Joe’s testimony had been terrific.
Would the jury believe him?
Yuki’s silent mantra started up without prompting.
You’re prepared. Len’s the best. The case is solid. Trust the jury.
CHAPTER 38
YUKI, LEN, AND I sat around the big man’s desk with our sandwiches, accompanied by the sounds of traffic whizzing by on Bryant.
As a witness, I wasn’t allowed inside the courtroom except to give my testimony, but Yuki filled me in on what I’d missed, crowing, “Linds, Joe was perfect. He got it all right, and being a victim of the blast added to his credibility. I wish you could have seen him.”
Yuki was pumped. Len was confident. I was bummed that Grant had chopped my testimony into pieces with four short, sharp questions.
“Geez, that’s great. What a relief. And by the way, I want a do-over.”
“You were fine,” said Red Dog. “You laid it out. The jury got you. Grant’s cross didn’t hurt you, Lindsay.”
“No,” I said. “So why am I worried?”
Yuki said, “You’re worried about our lack of physical evidence. Can’t be helped. God knows we turned over every stone—his house, his friends, his story, the pier. Still, if there hadn’t been such a public outcry, if we’d had more time, maybe we could have found something physical in that vast pile of wreckage on Pier 15.”
I nodded. I understood the pressure. The bombing of Sci-Tron had been worldwide news when it happened and was superheated now because of the trial. Reporters were ambushing court workers in the parking lot. Clogging the street with their satellite trucks. Calling us at all hours for quotes. Until a political or celebrity scandal or an even bigger tragedy pushed the bombing off the front page, the media would feed the beast at our expense.
And there was also i
nternal pressure to move smartly ahead and get a conviction. Parisi was up for reelection this year. So was the mayor.
“You think we missed something?” I asked.
Parisi’s brow wrinkled and he put down his grilled cheese to answer me.
“No. I don’t, or I would have put the brakes on this thing. Lindsay, you know as well as we do, the city had to crash that crime scene quickly. Had to search for survivors and bodies. Had to reopen the piers and the street. Look, there’s no way that nutjob committed the perfect crime. He’s going away. For good.”
“Better believe it,” Yuki said.
When I’d handed Connor Grant off to the squad car in front of Pier 15 two months before, I’d been sure we had the right guy headed for a probable slam-dunk conviction. That was once upon a time, long, long ago.
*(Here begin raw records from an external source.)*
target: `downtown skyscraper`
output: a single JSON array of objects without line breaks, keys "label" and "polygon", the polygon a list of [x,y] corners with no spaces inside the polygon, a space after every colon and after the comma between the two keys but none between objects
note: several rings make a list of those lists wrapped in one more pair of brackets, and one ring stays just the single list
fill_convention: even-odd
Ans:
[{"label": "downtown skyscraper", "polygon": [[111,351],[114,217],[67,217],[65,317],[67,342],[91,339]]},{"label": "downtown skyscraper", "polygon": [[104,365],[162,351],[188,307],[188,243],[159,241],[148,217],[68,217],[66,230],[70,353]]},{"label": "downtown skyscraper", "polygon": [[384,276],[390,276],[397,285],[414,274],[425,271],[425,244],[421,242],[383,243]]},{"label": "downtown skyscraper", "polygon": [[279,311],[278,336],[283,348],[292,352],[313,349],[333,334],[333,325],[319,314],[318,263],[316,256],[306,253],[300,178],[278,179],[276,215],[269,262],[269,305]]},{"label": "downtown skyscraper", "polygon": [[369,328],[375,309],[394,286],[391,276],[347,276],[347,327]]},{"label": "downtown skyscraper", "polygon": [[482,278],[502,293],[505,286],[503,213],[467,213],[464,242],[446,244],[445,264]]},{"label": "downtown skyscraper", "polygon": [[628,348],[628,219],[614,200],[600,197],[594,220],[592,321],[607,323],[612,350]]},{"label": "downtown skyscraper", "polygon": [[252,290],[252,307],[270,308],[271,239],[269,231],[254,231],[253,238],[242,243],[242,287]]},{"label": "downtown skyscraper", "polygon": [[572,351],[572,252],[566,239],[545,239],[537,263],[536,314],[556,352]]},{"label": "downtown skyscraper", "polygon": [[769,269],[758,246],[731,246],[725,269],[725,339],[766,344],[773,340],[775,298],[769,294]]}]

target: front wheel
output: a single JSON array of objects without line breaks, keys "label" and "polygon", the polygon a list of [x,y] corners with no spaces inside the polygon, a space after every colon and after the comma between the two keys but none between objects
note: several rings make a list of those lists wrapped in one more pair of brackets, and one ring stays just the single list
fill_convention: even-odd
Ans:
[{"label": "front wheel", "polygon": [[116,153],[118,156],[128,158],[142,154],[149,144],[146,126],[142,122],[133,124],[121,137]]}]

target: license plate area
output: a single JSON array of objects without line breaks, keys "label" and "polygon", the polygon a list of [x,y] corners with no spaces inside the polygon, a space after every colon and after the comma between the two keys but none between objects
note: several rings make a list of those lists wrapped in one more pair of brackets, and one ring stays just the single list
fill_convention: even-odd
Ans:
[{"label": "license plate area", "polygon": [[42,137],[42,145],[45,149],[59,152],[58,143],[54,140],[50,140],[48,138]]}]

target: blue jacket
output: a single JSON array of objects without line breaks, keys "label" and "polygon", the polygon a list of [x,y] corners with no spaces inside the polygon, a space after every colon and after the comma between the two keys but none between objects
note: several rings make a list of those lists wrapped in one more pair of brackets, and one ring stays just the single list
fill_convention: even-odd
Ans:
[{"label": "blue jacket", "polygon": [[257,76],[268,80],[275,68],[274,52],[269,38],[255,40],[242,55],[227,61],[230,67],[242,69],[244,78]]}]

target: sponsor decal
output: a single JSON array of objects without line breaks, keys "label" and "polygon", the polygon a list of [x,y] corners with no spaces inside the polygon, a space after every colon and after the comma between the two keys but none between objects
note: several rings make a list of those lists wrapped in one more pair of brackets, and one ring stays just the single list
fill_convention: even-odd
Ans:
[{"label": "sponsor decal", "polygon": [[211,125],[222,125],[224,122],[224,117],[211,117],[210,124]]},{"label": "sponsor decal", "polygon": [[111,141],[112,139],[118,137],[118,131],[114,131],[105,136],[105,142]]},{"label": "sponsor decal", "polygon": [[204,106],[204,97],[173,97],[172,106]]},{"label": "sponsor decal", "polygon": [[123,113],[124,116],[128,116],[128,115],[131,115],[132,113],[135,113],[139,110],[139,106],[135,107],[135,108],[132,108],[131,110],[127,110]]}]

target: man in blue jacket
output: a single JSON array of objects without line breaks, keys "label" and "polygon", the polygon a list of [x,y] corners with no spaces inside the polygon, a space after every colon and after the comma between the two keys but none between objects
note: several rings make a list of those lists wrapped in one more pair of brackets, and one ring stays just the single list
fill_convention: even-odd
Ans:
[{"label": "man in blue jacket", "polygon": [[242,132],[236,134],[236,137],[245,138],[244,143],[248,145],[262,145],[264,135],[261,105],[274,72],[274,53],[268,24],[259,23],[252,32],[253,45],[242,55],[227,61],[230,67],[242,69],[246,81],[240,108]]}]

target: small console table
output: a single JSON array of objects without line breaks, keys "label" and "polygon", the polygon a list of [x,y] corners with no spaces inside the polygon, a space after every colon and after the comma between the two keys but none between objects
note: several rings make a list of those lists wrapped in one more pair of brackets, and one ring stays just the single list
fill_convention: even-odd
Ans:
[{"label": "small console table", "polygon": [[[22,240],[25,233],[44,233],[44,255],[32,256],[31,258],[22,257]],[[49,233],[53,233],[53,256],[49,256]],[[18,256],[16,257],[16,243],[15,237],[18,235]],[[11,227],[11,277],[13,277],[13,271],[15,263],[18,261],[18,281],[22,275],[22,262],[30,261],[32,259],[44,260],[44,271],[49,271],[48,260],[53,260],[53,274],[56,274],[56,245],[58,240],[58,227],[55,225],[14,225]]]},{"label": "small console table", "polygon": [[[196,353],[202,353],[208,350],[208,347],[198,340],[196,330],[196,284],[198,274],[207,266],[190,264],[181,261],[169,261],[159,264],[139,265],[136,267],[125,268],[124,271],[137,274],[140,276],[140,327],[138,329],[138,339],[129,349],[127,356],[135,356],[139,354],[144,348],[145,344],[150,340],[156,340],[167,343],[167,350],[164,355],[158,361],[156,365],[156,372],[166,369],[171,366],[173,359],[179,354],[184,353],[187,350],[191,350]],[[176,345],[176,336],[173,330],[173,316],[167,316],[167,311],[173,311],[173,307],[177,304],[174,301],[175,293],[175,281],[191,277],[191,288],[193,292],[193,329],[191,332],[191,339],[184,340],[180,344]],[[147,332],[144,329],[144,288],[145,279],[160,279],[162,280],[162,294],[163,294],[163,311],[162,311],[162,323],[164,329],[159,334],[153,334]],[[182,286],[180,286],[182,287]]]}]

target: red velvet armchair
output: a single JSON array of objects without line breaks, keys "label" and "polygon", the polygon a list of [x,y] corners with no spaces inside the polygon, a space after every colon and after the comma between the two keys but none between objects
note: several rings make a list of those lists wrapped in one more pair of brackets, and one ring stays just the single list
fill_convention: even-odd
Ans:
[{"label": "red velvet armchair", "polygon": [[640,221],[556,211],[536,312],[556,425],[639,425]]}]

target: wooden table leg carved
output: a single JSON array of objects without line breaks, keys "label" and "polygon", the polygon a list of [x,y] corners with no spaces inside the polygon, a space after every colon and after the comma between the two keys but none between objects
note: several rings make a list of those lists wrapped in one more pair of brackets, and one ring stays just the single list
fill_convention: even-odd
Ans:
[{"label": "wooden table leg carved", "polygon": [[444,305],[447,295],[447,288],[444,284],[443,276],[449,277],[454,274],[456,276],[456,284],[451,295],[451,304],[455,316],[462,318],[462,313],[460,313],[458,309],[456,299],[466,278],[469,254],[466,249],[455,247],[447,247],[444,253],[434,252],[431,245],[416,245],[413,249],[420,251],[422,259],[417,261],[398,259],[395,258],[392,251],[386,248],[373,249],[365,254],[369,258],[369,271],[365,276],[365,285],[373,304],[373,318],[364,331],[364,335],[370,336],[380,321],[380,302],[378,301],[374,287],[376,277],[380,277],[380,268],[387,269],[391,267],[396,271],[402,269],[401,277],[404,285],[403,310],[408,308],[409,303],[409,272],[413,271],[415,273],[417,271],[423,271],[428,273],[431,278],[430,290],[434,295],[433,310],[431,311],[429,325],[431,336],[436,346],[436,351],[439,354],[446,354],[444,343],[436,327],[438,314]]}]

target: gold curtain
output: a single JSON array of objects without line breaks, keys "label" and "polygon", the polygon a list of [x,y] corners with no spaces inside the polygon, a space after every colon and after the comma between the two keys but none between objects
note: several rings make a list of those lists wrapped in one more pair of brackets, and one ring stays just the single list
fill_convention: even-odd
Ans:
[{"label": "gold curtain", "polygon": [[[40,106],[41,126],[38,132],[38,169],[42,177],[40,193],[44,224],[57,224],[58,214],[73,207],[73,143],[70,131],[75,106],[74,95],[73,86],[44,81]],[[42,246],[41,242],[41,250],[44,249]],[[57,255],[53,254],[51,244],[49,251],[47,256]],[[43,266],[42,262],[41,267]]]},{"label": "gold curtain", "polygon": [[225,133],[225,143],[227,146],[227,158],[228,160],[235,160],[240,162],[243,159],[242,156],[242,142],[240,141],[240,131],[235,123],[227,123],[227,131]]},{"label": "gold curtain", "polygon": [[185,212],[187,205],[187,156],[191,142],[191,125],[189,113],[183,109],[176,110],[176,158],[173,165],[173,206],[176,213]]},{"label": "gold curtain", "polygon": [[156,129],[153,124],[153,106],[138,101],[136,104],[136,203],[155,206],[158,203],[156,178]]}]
Parisi chucked pickles and used paper goods into the trash. He checked the time on the wall clock with the growling red bulldog graphic on its face, and then he addressed my concern again.
“Lindsay. Juries do what they do. Our case is good and it’s the case we have.”
“I know.”
I believed in Parisi and Yuki. I also believed in Connor Grant’s shrewdness. His audacious crime reminded me of the Boston Marathon bombing, with one exception. Connor Grant didn’t run and hide.
It hit me for the first time.
Yuki read my expression.
“What is it, Lindsay?”
“New thought. Grant wanted to be caught. He stood there. He confessed to a cop. Maybe this trial is part of his ‘magnificent masterwork.’”
Len said, “Then he’s going to have a lot of time in a cage to think about what he did wrong.”